La alternativa está delante de nuestros ojos. La ayuda extranjera para apoyar las mejoras agrícolas presenta una sólida historia de éxito cuando se lleva a cabo con un propósito. La ayuda extranjera a la agricultura ha sido una inversión que ha compensado mucho en cualquier lugar, incluida África. El Banco Mundial ha documentado tasas medias de rendimiento respecto a las inversiones en investigación agrícola del 35% al año en el continente negro, todo ello acompañado de una reducción significativa de la pobreza. Algunas inversiones en investigación han generado tasas de rendimiento estimadas en un 68%. Incapaz de ver estas realidades, EE UU cortó su asistencia a la investigación agrícola en África un 77% entre 1980 y 2006.

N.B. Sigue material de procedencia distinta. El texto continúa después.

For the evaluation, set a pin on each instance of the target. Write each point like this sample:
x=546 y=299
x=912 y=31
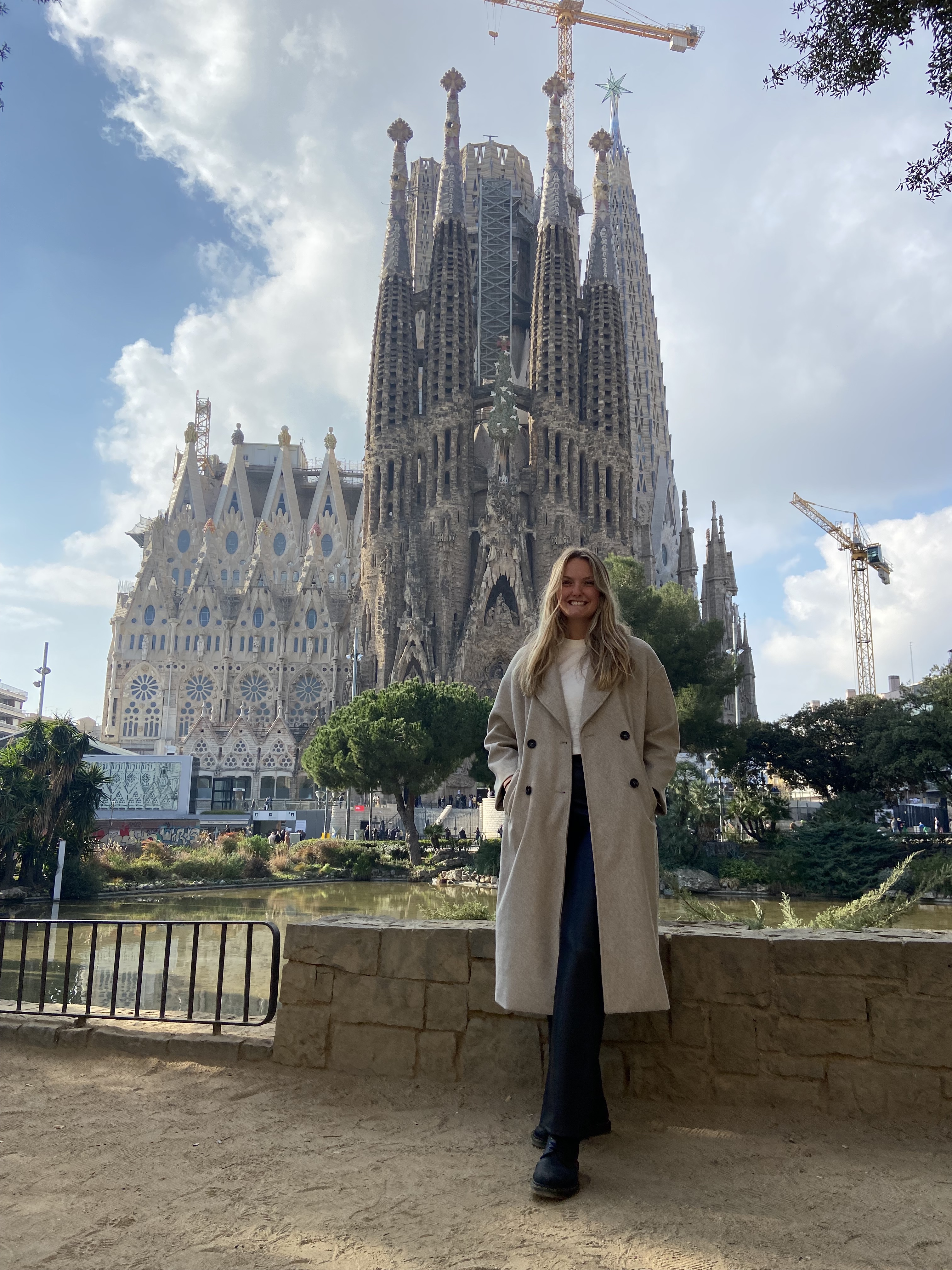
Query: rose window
x=254 y=688
x=200 y=688
x=144 y=688
x=309 y=689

En lo que respecta al creciente hambre en África, los Gobiernos de los países ricos se enfrentan a una difícil elección: apoyar una nueva inyección constante de ayuda financiera y técnica para contribuir a que los Gobiernos locales y los agricultores sean más productivos, o adoptar un enfoque de “preocuparse después” y verse obligados a atajar el problema del hambre con envíos cada vez más caros de ayuda alimentaria. Los escépticos del desarrollo y los críticos de la modernización agrícola siguen empujándonos hacia este segundo camino tan poco atractivo. Ha llegado la hora de que los líderes con visión y valentía política se resistan a ello.